Mais ces défauts de coordination (qui, répétons-le, distinguent Paris du reste de la France) ne sont pas le principal sujet d’interrogation. Il en va, plus largement, de la mission même du SAMU social. Celui-ci est devenu un outil de masse. Gérant du 115, il reçoit 2 millions d’appels et en traite le quart. Alors que ce numéro gratuit était destiné à des habitants désireux de signaler des difficultés de personnes à la rue, il est devenu outil de réservation des hébergements.
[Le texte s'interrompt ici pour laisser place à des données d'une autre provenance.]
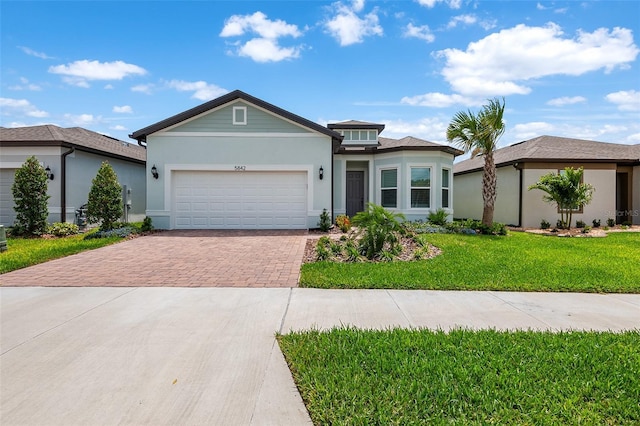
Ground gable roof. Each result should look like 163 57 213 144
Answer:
453 135 640 174
327 120 384 133
337 136 464 157
129 90 342 143
0 124 147 163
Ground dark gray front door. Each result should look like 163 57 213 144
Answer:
347 171 364 217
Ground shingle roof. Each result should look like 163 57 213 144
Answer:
453 136 640 174
377 136 463 156
0 124 147 162
129 90 342 141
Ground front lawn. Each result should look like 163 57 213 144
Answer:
277 328 640 425
0 235 122 274
300 232 640 293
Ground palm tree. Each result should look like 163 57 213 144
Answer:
447 98 505 226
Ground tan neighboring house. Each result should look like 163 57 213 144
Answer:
0 124 146 226
453 136 640 227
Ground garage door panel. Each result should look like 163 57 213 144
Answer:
173 171 307 229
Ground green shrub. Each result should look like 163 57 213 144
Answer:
11 156 50 235
47 222 80 237
336 214 351 233
427 209 449 226
87 161 123 231
140 216 153 232
352 203 405 260
318 209 331 232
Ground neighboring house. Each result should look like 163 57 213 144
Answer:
130 90 462 229
454 136 640 227
0 124 146 226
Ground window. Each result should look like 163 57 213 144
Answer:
233 107 247 125
380 169 398 207
411 167 431 208
442 169 451 209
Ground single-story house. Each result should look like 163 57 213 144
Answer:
453 136 640 228
0 124 146 226
130 90 462 229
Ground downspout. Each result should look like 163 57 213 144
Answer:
513 163 523 228
60 147 76 223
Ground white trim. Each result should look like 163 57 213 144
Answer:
405 163 438 213
153 132 318 139
376 164 402 210
232 106 247 126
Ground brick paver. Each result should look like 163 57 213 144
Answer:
0 230 307 287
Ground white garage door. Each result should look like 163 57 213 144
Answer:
0 169 16 227
172 171 307 229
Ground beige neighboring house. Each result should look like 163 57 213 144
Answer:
0 124 147 226
453 136 640 227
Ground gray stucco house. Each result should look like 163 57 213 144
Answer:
454 136 640 228
0 124 146 226
130 90 462 229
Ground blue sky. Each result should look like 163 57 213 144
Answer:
0 0 640 152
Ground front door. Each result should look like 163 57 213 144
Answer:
347 171 364 217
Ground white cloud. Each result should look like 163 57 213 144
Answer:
605 90 640 111
436 23 640 96
64 114 102 127
167 80 229 101
18 46 55 59
400 92 483 108
404 23 436 43
0 98 49 118
49 59 147 87
220 12 302 62
113 105 133 114
131 84 155 95
9 77 42 92
325 1 383 46
547 96 587 106
418 0 462 9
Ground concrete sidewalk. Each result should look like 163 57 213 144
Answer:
0 287 640 425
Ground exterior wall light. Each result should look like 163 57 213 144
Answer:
44 166 53 180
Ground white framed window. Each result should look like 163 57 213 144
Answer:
411 167 431 209
441 168 451 209
233 107 247 125
380 168 398 208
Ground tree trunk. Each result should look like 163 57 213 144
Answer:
482 152 497 227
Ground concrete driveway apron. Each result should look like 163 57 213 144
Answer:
0 230 306 287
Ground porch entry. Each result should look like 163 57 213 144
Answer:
346 170 364 217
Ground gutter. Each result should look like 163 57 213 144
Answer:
60 146 76 223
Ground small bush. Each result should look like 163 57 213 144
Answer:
84 226 136 240
47 222 80 237
427 209 449 226
318 209 331 232
336 214 351 233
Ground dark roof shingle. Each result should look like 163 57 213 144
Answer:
453 136 640 173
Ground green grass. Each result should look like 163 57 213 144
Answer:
300 232 640 293
0 231 122 274
277 328 640 425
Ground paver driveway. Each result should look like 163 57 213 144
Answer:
0 230 306 287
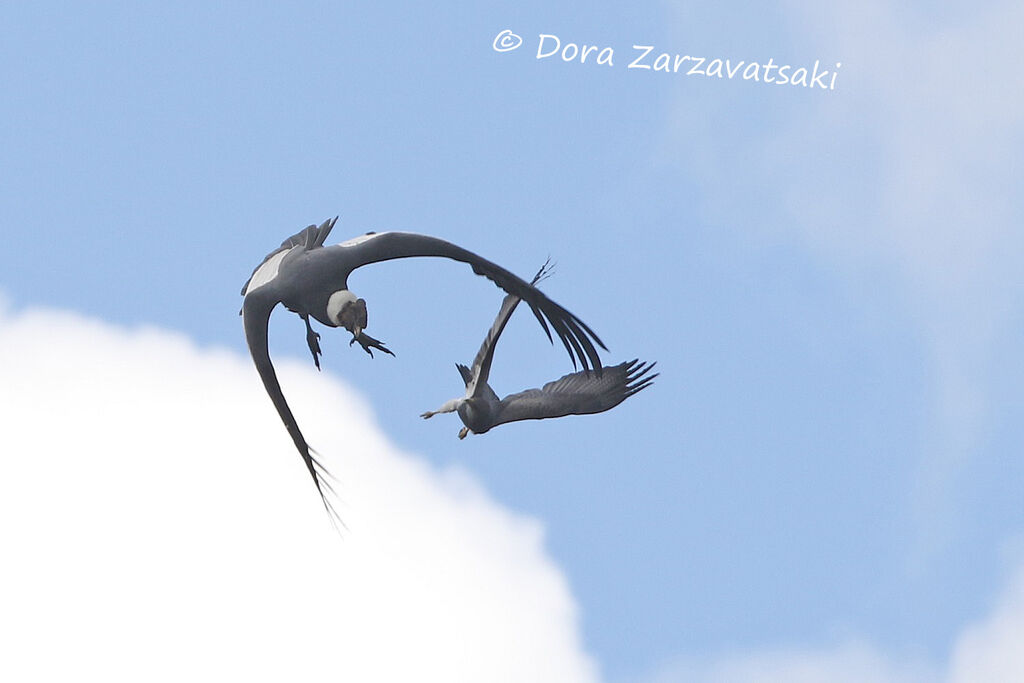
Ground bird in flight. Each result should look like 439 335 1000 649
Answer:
420 262 657 438
241 217 607 519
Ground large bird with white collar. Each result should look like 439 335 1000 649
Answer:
242 217 605 516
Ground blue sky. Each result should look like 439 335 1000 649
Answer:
0 2 1024 681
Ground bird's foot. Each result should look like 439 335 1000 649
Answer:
348 331 394 358
306 323 323 370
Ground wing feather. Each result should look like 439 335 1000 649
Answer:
463 259 551 398
325 232 607 373
495 359 658 425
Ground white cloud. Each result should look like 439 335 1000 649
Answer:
0 307 597 681
948 565 1024 683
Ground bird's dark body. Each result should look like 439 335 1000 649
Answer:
242 218 604 524
421 263 657 438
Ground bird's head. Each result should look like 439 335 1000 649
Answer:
327 290 367 338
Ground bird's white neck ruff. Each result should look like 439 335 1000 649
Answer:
246 247 295 294
327 290 356 325
338 231 387 247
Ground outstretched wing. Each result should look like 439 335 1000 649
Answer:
495 359 657 425
242 216 338 296
324 232 607 374
242 287 340 522
459 259 551 398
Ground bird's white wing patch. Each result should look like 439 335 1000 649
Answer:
246 247 298 294
338 232 387 247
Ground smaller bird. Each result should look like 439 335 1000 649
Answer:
420 260 658 439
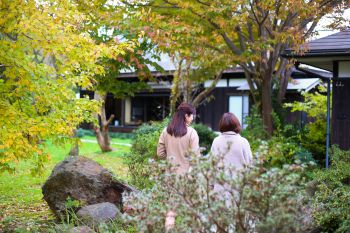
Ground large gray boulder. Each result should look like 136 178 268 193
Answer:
77 202 120 227
69 226 95 233
42 156 133 218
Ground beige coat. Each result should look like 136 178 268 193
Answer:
157 127 199 174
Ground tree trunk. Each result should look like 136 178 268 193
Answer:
94 91 114 152
69 129 79 156
261 77 273 136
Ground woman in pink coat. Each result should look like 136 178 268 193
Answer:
211 112 252 170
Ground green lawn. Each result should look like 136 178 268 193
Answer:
0 136 131 233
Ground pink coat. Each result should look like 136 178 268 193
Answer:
157 127 199 174
211 131 252 170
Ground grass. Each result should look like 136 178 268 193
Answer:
0 136 131 233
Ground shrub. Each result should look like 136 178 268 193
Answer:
124 153 306 233
313 146 350 232
76 128 134 139
124 119 168 189
192 124 217 154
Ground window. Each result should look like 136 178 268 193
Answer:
228 95 249 129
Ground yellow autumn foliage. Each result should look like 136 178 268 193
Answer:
0 0 130 172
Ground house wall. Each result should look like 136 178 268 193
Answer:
196 87 248 131
332 79 350 150
338 61 350 78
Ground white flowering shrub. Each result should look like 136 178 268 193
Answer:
124 153 308 233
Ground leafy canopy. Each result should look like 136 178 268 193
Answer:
0 0 132 171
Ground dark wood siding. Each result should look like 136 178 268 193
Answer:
196 87 244 131
332 79 350 150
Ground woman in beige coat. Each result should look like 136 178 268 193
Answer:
157 103 199 232
157 103 199 175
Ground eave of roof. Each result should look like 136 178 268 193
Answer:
282 29 350 58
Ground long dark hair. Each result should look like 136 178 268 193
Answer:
167 103 196 137
219 112 241 133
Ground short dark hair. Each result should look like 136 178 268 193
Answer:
219 112 241 133
167 103 196 137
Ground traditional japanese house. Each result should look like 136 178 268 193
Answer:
284 29 350 150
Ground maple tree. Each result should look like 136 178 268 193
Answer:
0 0 134 171
122 0 349 135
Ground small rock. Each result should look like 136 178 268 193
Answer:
69 226 95 233
42 156 133 219
77 202 120 226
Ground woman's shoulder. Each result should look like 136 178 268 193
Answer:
187 126 197 134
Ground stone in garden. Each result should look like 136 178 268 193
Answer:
42 156 133 218
77 202 120 226
69 226 95 233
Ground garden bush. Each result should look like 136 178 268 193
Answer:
125 119 168 189
242 106 315 167
124 152 311 233
285 85 332 164
76 128 134 139
192 124 218 154
313 146 350 233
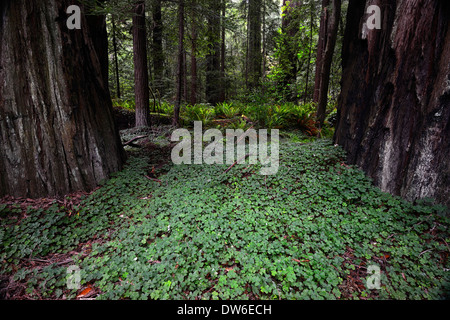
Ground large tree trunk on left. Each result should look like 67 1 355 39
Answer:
248 0 262 89
335 0 450 205
0 0 124 198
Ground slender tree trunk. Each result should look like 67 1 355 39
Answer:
206 1 221 105
335 0 450 206
152 0 164 96
173 0 184 126
190 1 198 105
133 1 150 127
279 0 302 101
112 15 121 99
248 0 262 89
316 0 341 127
0 0 124 198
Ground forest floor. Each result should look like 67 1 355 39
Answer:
0 122 450 300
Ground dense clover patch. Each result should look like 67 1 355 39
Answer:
0 134 449 299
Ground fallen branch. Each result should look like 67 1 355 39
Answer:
123 136 147 146
292 258 309 263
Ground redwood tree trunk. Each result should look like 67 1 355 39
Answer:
133 1 150 127
335 0 450 205
0 0 123 198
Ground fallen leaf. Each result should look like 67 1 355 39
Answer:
292 258 309 263
77 287 92 299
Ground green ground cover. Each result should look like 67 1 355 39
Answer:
0 132 450 299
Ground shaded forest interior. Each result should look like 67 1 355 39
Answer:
0 0 450 300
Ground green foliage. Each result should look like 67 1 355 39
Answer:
0 134 450 299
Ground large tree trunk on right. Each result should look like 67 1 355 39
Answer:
335 0 450 205
205 0 221 105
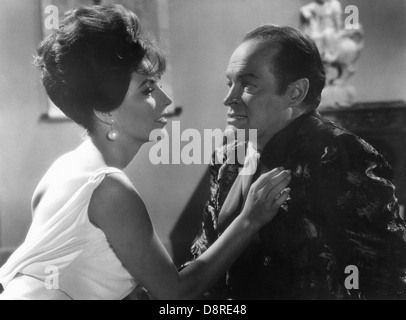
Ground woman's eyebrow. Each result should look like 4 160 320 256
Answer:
138 79 156 89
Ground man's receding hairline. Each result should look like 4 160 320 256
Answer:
240 36 282 75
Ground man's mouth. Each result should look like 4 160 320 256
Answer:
155 113 168 124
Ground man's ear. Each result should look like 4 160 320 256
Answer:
94 110 116 124
288 78 310 108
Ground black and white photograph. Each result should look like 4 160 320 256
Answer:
0 0 406 304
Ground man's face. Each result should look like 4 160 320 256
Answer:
224 40 292 148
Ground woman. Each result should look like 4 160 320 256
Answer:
0 5 290 299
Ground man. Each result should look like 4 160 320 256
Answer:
192 25 406 299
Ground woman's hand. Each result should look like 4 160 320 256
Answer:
241 168 292 229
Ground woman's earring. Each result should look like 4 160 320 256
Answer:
107 120 119 141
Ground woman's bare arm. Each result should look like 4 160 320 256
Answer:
89 170 290 300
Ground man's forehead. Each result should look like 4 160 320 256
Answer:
226 40 278 76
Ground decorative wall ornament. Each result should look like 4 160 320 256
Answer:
300 0 364 108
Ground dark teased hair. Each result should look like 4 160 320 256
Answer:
243 25 326 109
35 5 166 132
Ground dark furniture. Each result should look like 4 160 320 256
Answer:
320 101 406 206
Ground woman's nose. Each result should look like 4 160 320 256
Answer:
160 88 173 107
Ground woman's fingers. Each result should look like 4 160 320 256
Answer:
261 170 291 195
267 174 292 200
273 188 290 209
253 167 283 190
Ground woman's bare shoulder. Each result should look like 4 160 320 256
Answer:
88 173 148 224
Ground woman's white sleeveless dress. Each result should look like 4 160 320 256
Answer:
0 167 137 300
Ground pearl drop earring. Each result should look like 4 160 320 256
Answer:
107 120 119 141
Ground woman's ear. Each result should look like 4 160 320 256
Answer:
94 110 116 125
289 78 310 108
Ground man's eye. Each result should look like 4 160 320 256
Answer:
241 83 255 91
143 87 154 95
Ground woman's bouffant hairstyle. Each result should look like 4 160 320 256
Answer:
35 5 166 132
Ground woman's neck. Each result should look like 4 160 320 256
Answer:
90 135 144 170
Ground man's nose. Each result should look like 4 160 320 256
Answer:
223 87 240 107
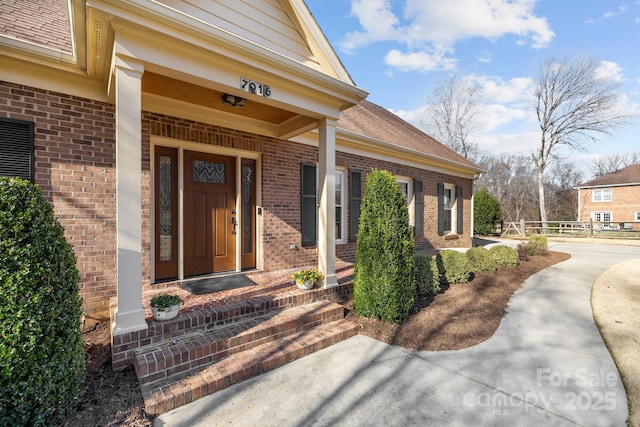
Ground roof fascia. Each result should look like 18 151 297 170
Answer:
292 128 486 179
92 0 368 110
574 182 640 190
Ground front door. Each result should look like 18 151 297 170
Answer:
183 151 237 277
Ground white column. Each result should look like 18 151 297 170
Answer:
113 56 147 335
318 118 338 288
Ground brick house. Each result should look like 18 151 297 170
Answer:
0 0 480 336
576 164 640 230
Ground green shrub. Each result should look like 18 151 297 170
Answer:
436 249 471 283
415 254 440 296
466 246 497 273
0 177 84 426
528 234 549 256
353 170 416 323
473 187 502 235
489 245 520 267
516 242 531 261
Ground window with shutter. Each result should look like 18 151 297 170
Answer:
0 118 34 181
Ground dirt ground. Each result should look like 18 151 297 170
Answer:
62 252 570 427
347 251 570 351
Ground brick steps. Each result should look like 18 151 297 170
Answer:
134 300 358 415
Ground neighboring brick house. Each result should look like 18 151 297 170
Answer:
0 0 481 335
576 164 640 230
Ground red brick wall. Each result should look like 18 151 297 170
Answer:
580 185 640 230
0 83 472 324
0 82 116 316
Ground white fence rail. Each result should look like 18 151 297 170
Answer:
501 220 640 238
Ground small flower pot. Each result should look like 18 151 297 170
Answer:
151 303 182 322
296 280 316 290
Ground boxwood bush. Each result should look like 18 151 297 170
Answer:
528 234 549 256
489 245 520 267
0 177 84 426
353 169 416 323
415 254 440 296
466 246 497 273
436 249 471 283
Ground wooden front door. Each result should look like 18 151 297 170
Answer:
183 151 237 277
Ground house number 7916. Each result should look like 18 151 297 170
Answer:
240 77 271 98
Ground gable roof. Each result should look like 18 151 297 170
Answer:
337 100 482 172
0 0 73 53
577 163 640 188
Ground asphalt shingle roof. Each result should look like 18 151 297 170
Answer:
337 100 479 169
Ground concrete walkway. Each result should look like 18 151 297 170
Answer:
154 242 640 427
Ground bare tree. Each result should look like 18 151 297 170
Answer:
478 154 538 221
421 76 482 159
592 151 640 178
532 58 632 227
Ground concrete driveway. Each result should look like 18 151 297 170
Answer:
154 242 640 427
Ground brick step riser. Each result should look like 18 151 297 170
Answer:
142 319 358 415
142 289 330 352
111 283 353 370
134 306 344 385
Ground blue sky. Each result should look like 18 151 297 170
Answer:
306 0 640 173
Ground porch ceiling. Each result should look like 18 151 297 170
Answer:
142 71 297 125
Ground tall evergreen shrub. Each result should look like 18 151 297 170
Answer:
353 169 416 323
0 177 84 426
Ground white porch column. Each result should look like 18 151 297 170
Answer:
113 55 147 335
318 117 338 288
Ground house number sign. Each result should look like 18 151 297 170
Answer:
240 77 271 98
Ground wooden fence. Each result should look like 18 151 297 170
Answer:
501 220 640 238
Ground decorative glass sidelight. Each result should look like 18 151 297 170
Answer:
158 156 174 261
193 160 226 184
242 166 254 253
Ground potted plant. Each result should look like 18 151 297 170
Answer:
149 294 183 320
291 268 324 289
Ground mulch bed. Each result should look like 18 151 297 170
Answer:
347 251 571 351
62 252 570 427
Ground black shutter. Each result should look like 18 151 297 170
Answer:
438 182 444 236
456 185 464 234
300 163 318 246
413 179 424 236
349 171 362 242
0 118 34 181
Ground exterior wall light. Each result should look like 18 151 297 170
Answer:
222 93 247 108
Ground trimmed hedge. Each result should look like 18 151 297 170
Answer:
0 177 84 426
436 249 471 283
466 246 497 273
528 234 549 256
353 169 416 323
489 245 520 267
415 254 440 296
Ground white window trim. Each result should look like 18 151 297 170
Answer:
336 166 347 244
591 211 613 222
316 169 347 245
396 176 416 227
591 188 613 203
444 182 458 234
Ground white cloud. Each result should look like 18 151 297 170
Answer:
340 0 555 71
393 74 539 153
586 2 640 24
595 61 624 83
466 75 533 104
384 49 457 72
477 50 493 64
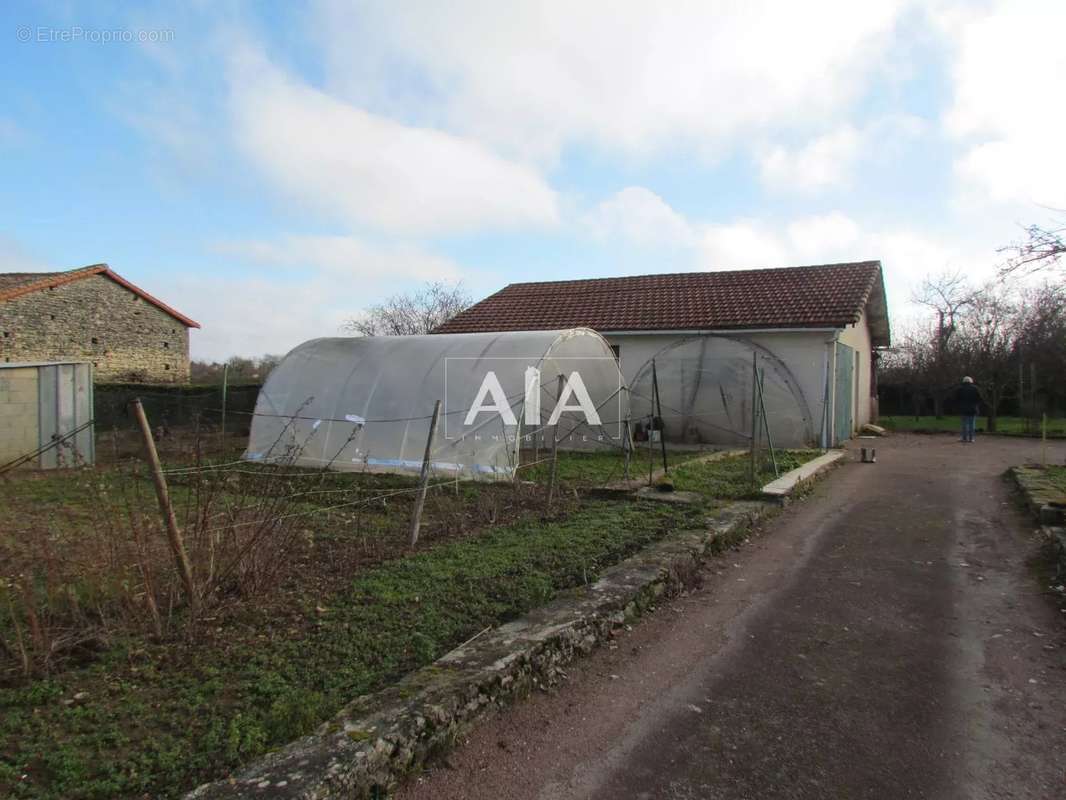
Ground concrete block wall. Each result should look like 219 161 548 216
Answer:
0 275 189 383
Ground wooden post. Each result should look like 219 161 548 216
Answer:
410 400 440 547
651 358 669 475
132 398 199 613
222 362 229 457
548 375 566 509
750 353 759 486
759 369 781 478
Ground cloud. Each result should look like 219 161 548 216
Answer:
759 125 861 191
583 186 695 246
0 116 25 145
160 274 349 361
231 49 558 235
586 187 996 324
176 235 462 359
316 0 907 161
0 233 51 272
939 0 1066 208
212 235 461 284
Si le SAMU social concentre toujours sa communication sur les individus isolés, dans 80 % des cas, les 3 millions de nuits d’hébergement proposées en 2012 concernent des familles. Sur ses 150 millions d’euros de budget (ce qui n’est pas mince), 80 % sont consacrés à des dépenses hôtelières. En un mot, le SAMU social n’a plus grand-chose à voir avec son projet d’origine. Certes, les problèmes ont évolué, et le SAMU social a certainement contribué à faire bouger des cartes. Confronté à l’ouverture des frontières européennes, aux problématiques sensibles du droit d’asile et de la clandestinité, il reste au cœur de l’actualité de la question SDF. Créé pour aller au-devant des clochards parisiens, développé aujour­d’hui pour héberger, dans des hôtels coûteux, des sans-papiers venus du monde entier, son avenir apparaît complexe. Ses 20?bougies, une nouvelle présidence qui vient de prendre place et les prochaines élections municipales doivent inviter à une profonde reconfiguration. Pour le bien-être de tous, des SDF aux finances publiques, en passant par l’ensemble des personnels investis.